Absorbed photon-to-current conversion efficiency (integrated over the entire spectrum of absorbed light) as a function of the applied potential of fibrous, thin-layer (Abs.450 nm of ∼0.2, 50 nm) and thick-layer electrodes (Abs.450 nm of ∼0.5, 140 nm).

Conclusions

We demonstrated a scalable approach to integrate hematite NPs into a fibrous ITO scaffold with improved PEC performance relative to a planar electrode analog.

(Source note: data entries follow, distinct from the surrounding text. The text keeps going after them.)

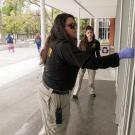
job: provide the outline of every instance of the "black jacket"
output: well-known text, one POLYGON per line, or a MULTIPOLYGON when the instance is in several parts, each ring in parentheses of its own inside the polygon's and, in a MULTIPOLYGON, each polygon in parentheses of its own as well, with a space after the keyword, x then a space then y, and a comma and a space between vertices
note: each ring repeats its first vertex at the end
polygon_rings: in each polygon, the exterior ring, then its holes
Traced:
POLYGON ((79 68, 98 69, 119 66, 117 53, 95 58, 80 51, 66 40, 50 44, 43 81, 56 90, 71 90, 74 87, 79 68))

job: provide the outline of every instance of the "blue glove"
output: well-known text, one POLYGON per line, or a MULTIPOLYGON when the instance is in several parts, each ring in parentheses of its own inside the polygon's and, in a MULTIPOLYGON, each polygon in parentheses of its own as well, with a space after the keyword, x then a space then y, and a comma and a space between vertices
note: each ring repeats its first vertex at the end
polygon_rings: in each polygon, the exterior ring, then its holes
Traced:
POLYGON ((119 59, 134 58, 135 49, 134 48, 124 48, 118 53, 119 59))

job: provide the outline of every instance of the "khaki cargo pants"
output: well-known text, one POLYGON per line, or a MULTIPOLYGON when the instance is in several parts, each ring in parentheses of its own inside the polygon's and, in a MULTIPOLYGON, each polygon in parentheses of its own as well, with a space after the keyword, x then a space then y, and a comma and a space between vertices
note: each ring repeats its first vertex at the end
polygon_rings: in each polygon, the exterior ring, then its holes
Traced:
POLYGON ((45 135, 65 135, 70 116, 70 95, 54 94, 51 88, 46 88, 42 83, 39 89, 40 107, 42 112, 45 135), (62 108, 62 124, 56 124, 55 112, 62 108))

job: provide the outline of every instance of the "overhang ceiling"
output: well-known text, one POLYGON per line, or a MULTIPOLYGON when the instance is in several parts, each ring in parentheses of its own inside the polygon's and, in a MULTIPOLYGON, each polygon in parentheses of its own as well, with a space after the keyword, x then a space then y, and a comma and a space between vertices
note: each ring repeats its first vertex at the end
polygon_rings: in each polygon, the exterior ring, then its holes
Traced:
POLYGON ((117 0, 45 0, 51 7, 80 18, 115 18, 117 0))

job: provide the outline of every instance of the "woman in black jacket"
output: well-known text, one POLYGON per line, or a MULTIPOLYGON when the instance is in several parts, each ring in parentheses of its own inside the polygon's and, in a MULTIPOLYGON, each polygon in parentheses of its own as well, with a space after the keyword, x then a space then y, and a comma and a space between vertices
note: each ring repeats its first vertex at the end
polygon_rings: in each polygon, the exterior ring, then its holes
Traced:
POLYGON ((47 47, 41 51, 45 67, 39 90, 45 135, 64 135, 70 114, 70 93, 79 68, 117 67, 120 59, 134 57, 134 49, 100 58, 80 51, 76 47, 75 19, 66 13, 56 17, 46 41, 47 47))
MULTIPOLYGON (((95 34, 93 27, 87 26, 84 34, 84 38, 81 40, 79 44, 79 49, 81 51, 85 51, 86 53, 90 54, 92 57, 100 57, 100 43, 98 40, 95 39, 95 34)), ((96 97, 95 93, 95 75, 96 70, 87 69, 88 71, 88 79, 89 79, 89 86, 88 90, 92 97, 96 97)), ((76 80, 76 85, 73 91, 73 98, 78 98, 78 93, 81 89, 81 84, 83 80, 83 76, 86 72, 86 68, 80 69, 78 73, 78 77, 76 80)))

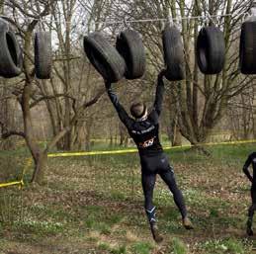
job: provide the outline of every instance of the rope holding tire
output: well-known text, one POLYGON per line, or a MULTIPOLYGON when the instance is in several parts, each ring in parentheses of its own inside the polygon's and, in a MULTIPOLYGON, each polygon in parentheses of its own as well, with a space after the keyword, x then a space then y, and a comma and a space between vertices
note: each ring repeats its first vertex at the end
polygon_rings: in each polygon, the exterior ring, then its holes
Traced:
POLYGON ((9 25, 0 19, 0 76, 13 78, 22 72, 22 49, 9 25))
POLYGON ((167 23, 162 32, 162 42, 166 65, 165 77, 170 81, 183 80, 185 78, 184 46, 178 28, 167 23))
POLYGON ((125 60, 100 32, 84 37, 84 51, 105 80, 115 83, 124 77, 125 60))
POLYGON ((48 32, 41 31, 35 35, 35 69, 37 78, 50 78, 51 39, 48 32))
POLYGON ((256 21, 242 24, 239 46, 239 68, 243 74, 256 74, 256 21))
POLYGON ((116 48, 127 64, 125 77, 142 77, 145 72, 145 50, 140 34, 131 29, 121 32, 117 38, 116 48))
POLYGON ((223 33, 214 26, 201 29, 196 56, 199 68, 204 74, 217 74, 224 66, 225 43, 223 33))

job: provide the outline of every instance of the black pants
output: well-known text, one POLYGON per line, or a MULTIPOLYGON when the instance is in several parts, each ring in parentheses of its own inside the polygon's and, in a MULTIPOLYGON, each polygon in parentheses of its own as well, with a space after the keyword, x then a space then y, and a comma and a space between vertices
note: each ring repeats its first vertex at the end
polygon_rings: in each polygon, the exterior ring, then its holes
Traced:
POLYGON ((256 210, 256 183, 253 183, 251 186, 251 200, 252 205, 249 208, 248 215, 252 218, 254 215, 254 211, 256 210))
POLYGON ((145 198, 144 208, 146 211, 152 211, 153 206, 153 190, 156 181, 156 175, 159 174, 173 194, 173 199, 178 207, 182 217, 187 215, 187 210, 183 195, 178 189, 174 172, 169 165, 168 158, 164 153, 154 156, 140 156, 142 170, 142 187, 145 198))

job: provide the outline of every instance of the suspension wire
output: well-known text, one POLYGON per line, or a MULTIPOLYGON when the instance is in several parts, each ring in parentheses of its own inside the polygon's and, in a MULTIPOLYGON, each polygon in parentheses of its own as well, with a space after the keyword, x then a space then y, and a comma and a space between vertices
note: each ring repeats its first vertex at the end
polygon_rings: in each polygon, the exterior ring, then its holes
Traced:
MULTIPOLYGON (((238 18, 244 17, 248 15, 247 12, 243 12, 237 15, 238 18)), ((232 17, 235 16, 234 13, 227 13, 227 14, 217 14, 217 15, 202 15, 202 16, 189 16, 189 17, 177 17, 173 18, 172 21, 179 22, 182 20, 194 20, 194 19, 202 19, 202 20, 208 20, 208 19, 213 19, 213 18, 223 18, 223 17, 232 17)), ((10 19, 7 16, 0 15, 0 18, 3 19, 10 19)), ((141 19, 141 20, 127 20, 126 23, 151 23, 151 22, 168 22, 169 18, 155 18, 155 19, 141 19)), ((27 20, 38 20, 41 23, 46 23, 47 21, 45 19, 41 19, 41 18, 28 18, 27 20)), ((59 23, 58 21, 51 21, 53 23, 59 23)), ((65 22, 65 23, 72 23, 72 22, 65 22)), ((118 25, 118 24, 124 24, 124 21, 99 21, 95 22, 94 24, 105 24, 105 25, 118 25)), ((84 25, 82 22, 81 25, 84 25)))

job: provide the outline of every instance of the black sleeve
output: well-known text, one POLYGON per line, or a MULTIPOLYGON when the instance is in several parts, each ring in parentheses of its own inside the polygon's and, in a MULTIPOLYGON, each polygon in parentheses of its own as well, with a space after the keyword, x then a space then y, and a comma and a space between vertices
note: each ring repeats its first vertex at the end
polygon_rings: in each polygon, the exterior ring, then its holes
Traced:
POLYGON ((162 110, 163 94, 164 94, 163 76, 158 75, 156 92, 155 92, 155 101, 154 101, 154 110, 156 111, 158 116, 160 115, 162 110))
POLYGON ((114 93, 114 91, 111 88, 107 89, 108 95, 110 97, 111 102, 113 103, 116 111, 119 114, 120 120, 124 123, 124 125, 130 128, 133 120, 128 117, 128 113, 124 109, 124 107, 120 104, 118 96, 114 93))
POLYGON ((247 158, 247 160, 245 161, 245 163, 243 165, 243 172, 247 176, 247 178, 252 182, 253 178, 249 171, 249 166, 250 166, 251 162, 252 162, 252 156, 249 155, 249 157, 247 158))

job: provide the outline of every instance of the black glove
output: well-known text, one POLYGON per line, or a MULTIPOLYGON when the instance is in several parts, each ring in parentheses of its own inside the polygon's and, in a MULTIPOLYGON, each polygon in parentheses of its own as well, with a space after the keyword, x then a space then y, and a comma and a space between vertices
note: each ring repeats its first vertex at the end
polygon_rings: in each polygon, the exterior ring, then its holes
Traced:
POLYGON ((108 80, 104 80, 104 82, 105 82, 106 89, 109 90, 111 88, 111 82, 108 80))
POLYGON ((163 76, 165 76, 165 73, 166 73, 166 70, 165 69, 162 69, 159 74, 158 74, 158 79, 162 79, 163 76))

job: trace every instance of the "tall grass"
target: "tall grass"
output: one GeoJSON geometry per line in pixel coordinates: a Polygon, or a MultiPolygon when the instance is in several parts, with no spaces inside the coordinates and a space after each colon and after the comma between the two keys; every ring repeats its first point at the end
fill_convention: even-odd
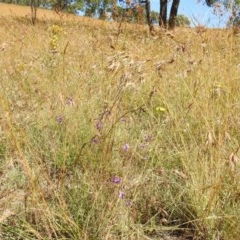
{"type": "Polygon", "coordinates": [[[239,36],[1,18],[2,239],[237,239],[239,36]]]}

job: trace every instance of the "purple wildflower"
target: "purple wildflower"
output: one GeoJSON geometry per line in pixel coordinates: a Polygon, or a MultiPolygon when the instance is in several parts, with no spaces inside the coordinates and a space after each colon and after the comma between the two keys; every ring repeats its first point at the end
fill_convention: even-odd
{"type": "Polygon", "coordinates": [[[98,121],[98,122],[97,122],[96,128],[97,128],[97,130],[99,130],[99,131],[103,128],[103,124],[102,124],[101,121],[98,121]]]}
{"type": "Polygon", "coordinates": [[[99,143],[99,138],[97,136],[93,137],[92,143],[95,143],[95,144],[99,143]]]}
{"type": "Polygon", "coordinates": [[[119,191],[119,198],[125,198],[125,193],[123,191],[119,191]]]}
{"type": "Polygon", "coordinates": [[[57,122],[58,122],[59,124],[62,124],[62,123],[63,123],[63,117],[62,117],[62,116],[58,116],[58,117],[57,117],[57,122]]]}
{"type": "Polygon", "coordinates": [[[123,146],[123,150],[124,150],[125,152],[127,152],[127,151],[129,150],[129,148],[130,148],[130,145],[129,145],[128,143],[126,143],[126,144],[123,146]]]}
{"type": "Polygon", "coordinates": [[[112,182],[113,182],[113,183],[120,183],[121,181],[122,181],[121,178],[118,177],[118,176],[115,176],[115,177],[113,177],[113,179],[112,179],[112,182]]]}
{"type": "Polygon", "coordinates": [[[126,122],[126,118],[122,117],[122,118],[120,119],[120,121],[121,121],[122,123],[125,123],[125,122],[126,122]]]}
{"type": "Polygon", "coordinates": [[[69,97],[66,101],[66,104],[69,105],[69,106],[73,106],[74,105],[74,101],[73,101],[73,98],[72,97],[69,97]]]}

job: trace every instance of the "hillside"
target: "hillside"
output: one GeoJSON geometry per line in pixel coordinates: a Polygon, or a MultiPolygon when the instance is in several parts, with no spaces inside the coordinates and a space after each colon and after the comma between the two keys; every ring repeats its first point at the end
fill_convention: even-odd
{"type": "Polygon", "coordinates": [[[240,38],[0,4],[0,238],[236,240],[240,38]]]}

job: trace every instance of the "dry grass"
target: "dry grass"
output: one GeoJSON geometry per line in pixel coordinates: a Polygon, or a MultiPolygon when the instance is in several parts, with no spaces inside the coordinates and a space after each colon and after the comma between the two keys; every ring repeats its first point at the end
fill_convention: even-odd
{"type": "Polygon", "coordinates": [[[1,239],[237,239],[239,36],[11,9],[1,239]]]}

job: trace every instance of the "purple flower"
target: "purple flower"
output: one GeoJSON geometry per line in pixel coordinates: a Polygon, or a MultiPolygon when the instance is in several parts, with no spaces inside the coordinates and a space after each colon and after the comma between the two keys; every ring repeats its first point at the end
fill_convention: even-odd
{"type": "Polygon", "coordinates": [[[62,123],[63,123],[63,117],[62,117],[62,116],[58,116],[58,117],[57,117],[57,122],[58,122],[59,124],[62,124],[62,123]]]}
{"type": "Polygon", "coordinates": [[[97,130],[101,130],[103,128],[103,124],[101,121],[98,121],[97,124],[96,124],[96,128],[97,130]]]}
{"type": "Polygon", "coordinates": [[[113,182],[113,183],[120,183],[121,181],[122,181],[121,178],[118,177],[118,176],[115,176],[115,177],[113,177],[113,179],[112,179],[112,182],[113,182]]]}
{"type": "Polygon", "coordinates": [[[73,98],[72,97],[69,97],[66,101],[66,104],[69,105],[69,106],[73,106],[74,105],[74,101],[73,101],[73,98]]]}
{"type": "Polygon", "coordinates": [[[119,191],[119,198],[125,198],[125,193],[123,191],[119,191]]]}
{"type": "Polygon", "coordinates": [[[95,143],[95,144],[99,143],[99,138],[97,136],[93,137],[92,143],[95,143]]]}
{"type": "Polygon", "coordinates": [[[130,145],[129,145],[128,143],[126,143],[126,144],[123,146],[123,150],[124,150],[125,152],[127,152],[127,151],[129,150],[129,148],[130,148],[130,145]]]}
{"type": "Polygon", "coordinates": [[[123,123],[125,123],[125,122],[126,122],[126,118],[122,117],[122,118],[120,119],[120,121],[123,122],[123,123]]]}

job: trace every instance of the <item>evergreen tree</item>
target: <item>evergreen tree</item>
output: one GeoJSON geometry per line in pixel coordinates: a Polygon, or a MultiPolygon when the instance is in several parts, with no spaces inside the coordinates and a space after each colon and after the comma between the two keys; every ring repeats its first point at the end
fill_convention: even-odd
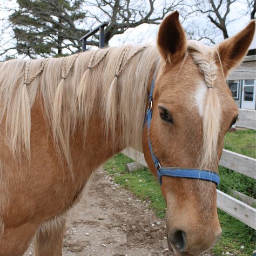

The NPs were produced by solvothermal synthesis, resulting in a low PEC efficiency on flat electrodes. Hematite NPs embedded within the fibrous ITO scaffold showed a better current collection with a low series resistance and a significantly higher photocurrent and photoconversion efficiency. The higher APCE can be assigned to a better contact of the NPs to the substrate by embedding them with the ITO precursor solution. The ITO nanofibers and hematite NPs showed stable performance and maintained their morphology after the stability testing. The fibrous scaffold allows effective dispersion of the hematite NPs throughout the volume of the ITO scaffold and ensures effective charge collection. Further improvement may be achieved by doping the hematite NPs, and cocatalysts can be integrated into the fiber matrix to improve performance. This work provides new insights into the importance of good conductivity between the hematite NPs and the transparent current collector. It proposes a new and improved approach by embedding NPs in porous nanofiber scaffolds.